Building a Super-Computer With a Power Drill and 18,688 GPUS

Al Enger has been a busy man. Enger is one of a crew of Cray engineers who have been working to assemble a massive new supercomputer at the Oak Ridge National Laboratory in Tennessee. It’s called Titan.

There are a lot of ways to measure Titan’s size. The machine is about as big as a basketball court. It contains 6,329 miles of interconnect cables. It’s cooled with 1,353 gallons of special refrigerant. Data is stored on 21,030 disks.

But the best way to understand Titan’s scale and complexity is to talk to one of the blue-coated engineers who scamper around its 200 towering black cabinets. Enger and his colleagues from supercomputer company Cray work under fluorescent lights as fans pump 1.3 million cubic feet of air per minute through the room. Ear plugs are recommended.

Mixing GPUs and CPUs makes Titan five times as efficient as its predecessor.
Mixing GPUs and CPUs makes Titan five times as efficient as its predecessor.

Two months ago pallets bearing the 18,688 NVIDIA Tesla GPUs that provide about 90% of the machine’s computing power began to arrive. That’s when Enger picked up his green and black power drill and got to work. It took Enger and 20 colleagues three weeks, working 7 days a week, to bolt all those GPUs into the machine.

The result could be the world’s most powerful computer. It won’t be official until November, when TOP500.Org releases its semi-annual list of 500 fastest supercomputers. But there can be no doubt Titan represents a breakthrough. At its peak, Titan cranks out more than 20 petaflops. That’s twenty thousand trillion floating point computations per second (‘floating point’ refers to a format many computers use to represent very small and very big numbers efficiently).

What’s really significant about Titan isn’t how many zeros you need to measure its performance, but how few megawatts Titan needs to do its work. Because it relies on GPUs to do much of the computing — rather than just CPUs — Titan requires only 9 megawatts of power.

Titan represents a step towards even faster 'exascale,' computing.
Titan represents a step towards even faster ‘exascale,’ computing.

Titan is five times as efficient as Jaguar, the 2.3-petaflop computer it replaced at Oak Ridge. That efficiency comes thanks to an idea called ‘heterogeneous computing,’ says Buddy Bland, project director for the Oak Ridge Leadership Computing Facility.

“If this were a machine of the same power and it were using CPUs it would be using about 30 megawatts of power, or about $30 million a year,” says Bland. “So heterogeneous computing really gives us a lot more bang for the buck.”

That’s because GPUs rely on the parallel computing technology long prized by supercomputer engineers. In order to render virtual battlefields or imaginary dragons for video game enthusiasts, GPUs hustle through a number of tasks at the same time, rather than bouncing quickly from one task to another, as CPUs do.

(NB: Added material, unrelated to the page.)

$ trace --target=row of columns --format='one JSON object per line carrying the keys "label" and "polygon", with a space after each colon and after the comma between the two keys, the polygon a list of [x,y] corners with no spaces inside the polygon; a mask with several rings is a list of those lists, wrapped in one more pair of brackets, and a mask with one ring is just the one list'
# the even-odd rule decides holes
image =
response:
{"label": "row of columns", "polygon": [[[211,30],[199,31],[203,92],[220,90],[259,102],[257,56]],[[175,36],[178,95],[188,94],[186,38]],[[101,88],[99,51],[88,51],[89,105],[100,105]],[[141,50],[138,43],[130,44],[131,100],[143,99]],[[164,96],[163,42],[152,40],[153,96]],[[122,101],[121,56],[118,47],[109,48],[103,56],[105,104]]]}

It turns out that’s a very efficient way to do computing, says Bronson Messer, acting group leader for scientific computing at the Oak Ridge Leadership Computing Facility.

“The kind of physical things that happen in a game, it turns out those things happen in nature as well,” says Messer, who admits to knowing his way around a game controller. “These are exactly the kinds of problems we’re trying to solve in a lot of scientific questions, from combustion to climate.”

Some assembly required: Titan contains more than 18,000 GPUs.
Some assembly required: Titan contains more than 18,000 GPUs.

The result is a sort of synergy between gaming and scientific research, with the tens of millions of consumers who rely on GPUs to power their games paying for research on a scale that the super-community could never afford on its own.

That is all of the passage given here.